Attack frequency, number of detection days, and country from which the attack originated were used to determine blacklisted IPs. The weighted values of 0.01, 0.1, and 1 (country) or 1.1 (international) were set for attack frequency, detection days, and location, respectively. IPs with 100 or more attacks and 2 or more detection days and an overseas origin were classified as blacklisted IPs.
Month | No. of policies | Month | No. of policies | Month | No. of policies |
---|---|---|---|---|---|
2019/04 | 7 | 2019/08 | 4 | 2019/12 | 22 |
2019/05 | 24 | 2019/09 | 14 | 2020/01 | 27 |
2019/06 | 18 | 2019/10 | 19 | 2020/02 | 33 |
2019/07 | 11 | 2019/11 | 18 | 2020/03 | 19 |
We imposed a firewall to block blacklisted IPs attempting to access the internal traffic of destination. For 46 days from May when the firewall policy was established through June, a total of 10,147 IPs were blocked by the firewall through the CIDR blocking a single IP or processing the bands of multiple IPs. We found that 29 destination IPs were Chinese IPs with access requests.
Internal IP | Number of intercepts | Blocking specific gravity (%) | Internal IP | Number of policies | Relative height (%) |
---|---|---|---|---|---|
A IP | 5,466 | 53.87 | E IP | 45 | 0.44 |
B IP | 4,236 | 41.75 | F IP | 30 | 0.30 |
C IP | 285 | 2.81 | G IP | 30 | 0.30 |
D IP | 54 | 0.53 | H IP | 1 | 0.01 |
The advancement of infrastructure has increased the necessity to collect a significant amount of personal data for user convenience, driving IT infrastructure managers to encounter many important information assets and systems. However, there is no standardized method for analyzing the data generated during system management, which thus tends to rely on the manager’s experience. While skilled managers can solve a problem based on their experience, most managers take a long time to determine the meaning of each log and the cause of the error from a huge number of logs generated by a system. Systems designed to manage important information assets require timely action against errors and appropriate prevention, but the general process alone is not enough to solve the error when a quick action is required in a certain case.
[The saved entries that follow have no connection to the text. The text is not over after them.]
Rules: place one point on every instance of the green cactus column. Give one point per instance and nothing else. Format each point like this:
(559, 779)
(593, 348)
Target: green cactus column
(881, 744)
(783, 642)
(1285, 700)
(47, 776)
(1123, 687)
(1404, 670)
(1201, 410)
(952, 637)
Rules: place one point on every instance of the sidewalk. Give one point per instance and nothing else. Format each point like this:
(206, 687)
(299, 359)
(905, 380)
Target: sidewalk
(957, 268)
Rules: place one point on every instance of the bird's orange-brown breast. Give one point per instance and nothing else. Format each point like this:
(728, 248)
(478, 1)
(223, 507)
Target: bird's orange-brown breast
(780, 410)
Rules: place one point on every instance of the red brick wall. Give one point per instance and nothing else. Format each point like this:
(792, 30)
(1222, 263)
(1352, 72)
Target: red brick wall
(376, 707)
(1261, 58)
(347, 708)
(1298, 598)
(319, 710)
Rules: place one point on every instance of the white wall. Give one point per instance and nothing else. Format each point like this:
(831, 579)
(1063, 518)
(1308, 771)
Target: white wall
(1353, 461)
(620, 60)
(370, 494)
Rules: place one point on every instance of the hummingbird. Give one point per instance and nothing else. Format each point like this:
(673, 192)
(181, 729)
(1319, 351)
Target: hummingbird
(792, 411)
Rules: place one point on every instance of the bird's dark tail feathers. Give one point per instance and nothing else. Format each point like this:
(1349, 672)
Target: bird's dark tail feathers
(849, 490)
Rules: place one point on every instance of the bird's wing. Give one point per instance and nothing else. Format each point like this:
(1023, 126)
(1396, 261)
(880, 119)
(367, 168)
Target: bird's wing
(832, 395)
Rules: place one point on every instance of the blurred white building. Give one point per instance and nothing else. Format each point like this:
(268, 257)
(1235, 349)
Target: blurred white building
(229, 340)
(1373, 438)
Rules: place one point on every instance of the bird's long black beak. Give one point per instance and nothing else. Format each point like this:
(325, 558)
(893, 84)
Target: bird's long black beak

This research analyzed logs generated in a router for one year and studied methods for protecting the system through the detection and access control of SSH brute-force attacks against the target system. We confirmed that many of the logs were generated due to SSH brute-force attacks, and then proposed a blacklisted IP determination model by fragmenting and examining the logs. This approach can prevent continuous attacks by detecting access to specific internal IPs through routers that are not normally protected by security devices. The approach can also prevent unauthorized access to internal IPs and attack site IPs by creating a blacklist based on the risk, thereby preventing infection to other systems. However, this method aims to prevent future attacks by analyzing the attacks that have already occurred, and thus it does not have the capability to respond to real-time attacks.
While the logs that are currently generated must be determined faster than the analysis of logs on previous attacks to respond to real-time attacks, in practice, it is difficult for a manager to immediately identify and determine them. To prevent potential attacks, it is necessary to apply a real-time log determination using machine learning in the future by analyzing past logs while conducting real-time analysis on current logs.